I have a problem with the way that "object oriented API for repeated calls in a script - multiple examples" works. To my understandings, I have to have a list of hypotheses and a list of list of references. like hyps=['aaa', 'bbb'] and refs=[['aa', 'aaa', 'aaaa'], ['bb', 'bbb']], correct?

Well if that is the case I am getting an error indicating that the length of my hyp and refs are not equal which is not the case.

len references: 6724
len hypothesis: 6724
type references (should be list): <class 'list'>
type references[0] (should be list): <class 'list'>
type references[0][0] (should be string): <class 'str'>
type hypothesis (should be list): <class 'list'>
type hypothesis[0] (should be string): <class 'str'>

As you can see above, the lengths are the same and it should not be a problem

Here is my code which gets the error:

nlgeval = NLGEval() metrics_dict = nlgeval.compute_metrics(references, hypothesis)

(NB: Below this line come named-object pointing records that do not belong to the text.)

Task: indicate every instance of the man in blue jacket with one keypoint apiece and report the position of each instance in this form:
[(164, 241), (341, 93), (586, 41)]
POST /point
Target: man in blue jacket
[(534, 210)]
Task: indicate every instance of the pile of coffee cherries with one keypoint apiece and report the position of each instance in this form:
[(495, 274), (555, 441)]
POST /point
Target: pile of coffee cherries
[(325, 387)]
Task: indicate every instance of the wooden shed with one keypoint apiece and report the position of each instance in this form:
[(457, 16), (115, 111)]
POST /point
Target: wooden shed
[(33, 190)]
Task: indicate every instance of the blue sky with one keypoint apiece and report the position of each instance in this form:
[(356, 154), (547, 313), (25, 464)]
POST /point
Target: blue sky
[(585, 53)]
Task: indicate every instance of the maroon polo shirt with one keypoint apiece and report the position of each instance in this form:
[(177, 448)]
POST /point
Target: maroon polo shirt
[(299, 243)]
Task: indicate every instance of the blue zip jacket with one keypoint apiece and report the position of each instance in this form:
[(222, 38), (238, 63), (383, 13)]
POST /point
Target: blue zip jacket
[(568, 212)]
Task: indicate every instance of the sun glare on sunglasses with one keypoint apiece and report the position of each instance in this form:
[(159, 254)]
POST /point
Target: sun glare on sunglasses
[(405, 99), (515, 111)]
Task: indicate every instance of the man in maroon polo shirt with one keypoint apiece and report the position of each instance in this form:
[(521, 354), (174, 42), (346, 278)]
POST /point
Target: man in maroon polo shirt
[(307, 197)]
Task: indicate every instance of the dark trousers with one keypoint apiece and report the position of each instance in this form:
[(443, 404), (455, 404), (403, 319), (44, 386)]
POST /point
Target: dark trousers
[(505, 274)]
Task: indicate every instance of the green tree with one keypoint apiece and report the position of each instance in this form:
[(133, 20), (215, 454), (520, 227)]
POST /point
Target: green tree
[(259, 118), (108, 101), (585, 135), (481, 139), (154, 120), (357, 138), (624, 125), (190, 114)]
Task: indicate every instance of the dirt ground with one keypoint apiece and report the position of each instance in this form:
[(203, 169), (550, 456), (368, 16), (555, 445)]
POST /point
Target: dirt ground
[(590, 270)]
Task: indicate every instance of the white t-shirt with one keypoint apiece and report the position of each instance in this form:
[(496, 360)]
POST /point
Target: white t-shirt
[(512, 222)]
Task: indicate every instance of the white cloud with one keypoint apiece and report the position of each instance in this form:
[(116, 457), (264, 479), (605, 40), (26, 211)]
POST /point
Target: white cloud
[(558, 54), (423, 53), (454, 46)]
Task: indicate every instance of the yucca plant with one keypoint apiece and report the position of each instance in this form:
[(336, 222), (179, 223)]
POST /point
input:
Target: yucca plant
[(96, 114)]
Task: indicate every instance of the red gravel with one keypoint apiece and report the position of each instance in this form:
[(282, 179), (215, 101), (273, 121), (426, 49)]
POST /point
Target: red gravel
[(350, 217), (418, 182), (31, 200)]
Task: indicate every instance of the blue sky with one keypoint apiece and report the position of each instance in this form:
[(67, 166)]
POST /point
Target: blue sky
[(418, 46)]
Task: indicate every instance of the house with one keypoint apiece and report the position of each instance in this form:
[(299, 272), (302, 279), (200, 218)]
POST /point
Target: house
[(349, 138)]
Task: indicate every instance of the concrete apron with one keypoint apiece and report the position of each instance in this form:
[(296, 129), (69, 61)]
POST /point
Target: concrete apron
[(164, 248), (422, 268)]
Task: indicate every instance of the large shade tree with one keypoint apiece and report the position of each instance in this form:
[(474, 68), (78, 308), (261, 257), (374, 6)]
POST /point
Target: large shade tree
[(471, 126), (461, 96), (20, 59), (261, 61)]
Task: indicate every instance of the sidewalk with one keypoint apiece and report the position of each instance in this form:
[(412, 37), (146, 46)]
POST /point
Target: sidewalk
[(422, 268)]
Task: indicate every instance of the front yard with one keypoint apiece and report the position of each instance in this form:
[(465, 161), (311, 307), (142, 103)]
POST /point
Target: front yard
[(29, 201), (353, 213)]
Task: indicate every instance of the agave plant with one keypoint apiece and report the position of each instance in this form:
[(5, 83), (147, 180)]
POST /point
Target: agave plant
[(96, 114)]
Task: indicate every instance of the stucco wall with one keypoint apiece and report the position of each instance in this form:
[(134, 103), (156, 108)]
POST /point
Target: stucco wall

And here is the error itself:

Traceback (most recent call last): File "/project/6007095/ahr91/references/scoring.py", line 46, in metrics_dict = nlgeval.computemetrics(references, hypothesis) File "/home/ahr91/.local/lib/python3.9/site-packages/nlgeval/__init_\.py", line 292, in compute_metrics assert len(refs) == len(hyps) AssertionError

If you need more information, please let me know.

juharris commented 2 years ago

Maybe one of the inner lists in refs doesn't have enough items? It's best if each inner list is the same length.

razaviah commented 2 years ago

I have even tried with 1 item in each inner list and it still gives the same error. Can you try it yourself and tell me if it works or not for you?

razaviah commented 2 years ago

@juharris Did you have the time to test it? I still cannot have it working properly

temporaer commented 2 years ago

Can you run this with pdb and print the two lists causing the discrepancy?